300,000 shares to Simon G. Kukes, the Chief Executive Officer of the Company, all of which are subject to the Three Year Vesting Terms, subject to SimonKukes' continued service to the Company on such vesting dates, and subject to the terms and conditions of a Restricted Shares Grant Agreement entered into between the Company and SimonKukes;

(c)

250,000 shares to Mr. J. Douglas Schick, the President of the Company, all of which are subject to the Three Year Vesting Terms, subject to Mr. Schick's continued service to the Company on such vesting dates, and subject to the terms and conditions of a Restricted Shares Grant Agreement entered into between the Company and Mr. Schick;

(d)

250,000 shares to Mr. Clark R. Moore, the Executive Vice President, General Counsel and Secretary of the Company, all of which are subject to the Three Year Vesting Terms, subject to Mr. Moore's continued service to the Company on such vesting dates, and subject to the terms and conditions of a Restricted Shares Grant Agreement entered into between the Company and Mr. Moore;

(f)

options to purchase 10,000 shares of restricted Company common stock with an exercise price of $1.39 per share to Simon G. Kukes' wife, who serves as an employee of the Company, all of which are subject to the Three Year Vesting Terms, subject to Mrs. Kukes' continued service to the Company on such vesting dates, and subject to the terms and conditions of a Stock Option Grant Agreement entered into between the Company and Mrs. Kukes; and

(g)

options to purchase 540,000 shares of restricted Company common stock with an exercise price of $1.39 per share to certain other non-executive employees of the Company, all of which are subject to the Three Year Vesting Terms, subject to such recipient's continued service to the Company on such vesting dates, and subject to the terms and conditions of a Stock Option Grant Agreement entered into between the Company and each such recipient.

A copy of the form of Restricted Shares Grant Agreement and form of Stock Option Agreement for the awards granted on January 19, 2021 are attached as Exhibits 4.2and 4.3, respectively, to the Company's Registration Statement on Form S-8 filed with the U.S. Securities and Exchange Commission on October 31, 2013 and are incorporated by reference into this Item 5.02.
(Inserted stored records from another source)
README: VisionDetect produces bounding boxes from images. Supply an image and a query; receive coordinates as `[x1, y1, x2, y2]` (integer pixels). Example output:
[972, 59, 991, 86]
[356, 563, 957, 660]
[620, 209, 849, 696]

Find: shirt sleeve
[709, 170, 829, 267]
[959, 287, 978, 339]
Item 9.01 Financial Statements and Exhibits.

(d) Exhibits.

Exhibit No. Description



    4.1       PEDEVCO Corp. Amended and Restated 2012 Equity Incentive Plan (1)
    4.2       PEDEVCO Corp. 2012 Equity Incentive Plan Form of Restricted Shares Grant
              Agreement (2)
    4.3       PEDEVCO Corp. 2012 Equity Incentive Plan Form of Stock Option Grant
              Agreement (2)


(1) Filed on August 29, 2019, as an exhibit to the Company's Registration on Form S-8 and incorporated herein by reference (File No. 333-233525).

(2) Filed on October 31, 2013, as an exhibit to the Company's Registration on Form S-8 and incorporated herein by reference (File No. 333-192002).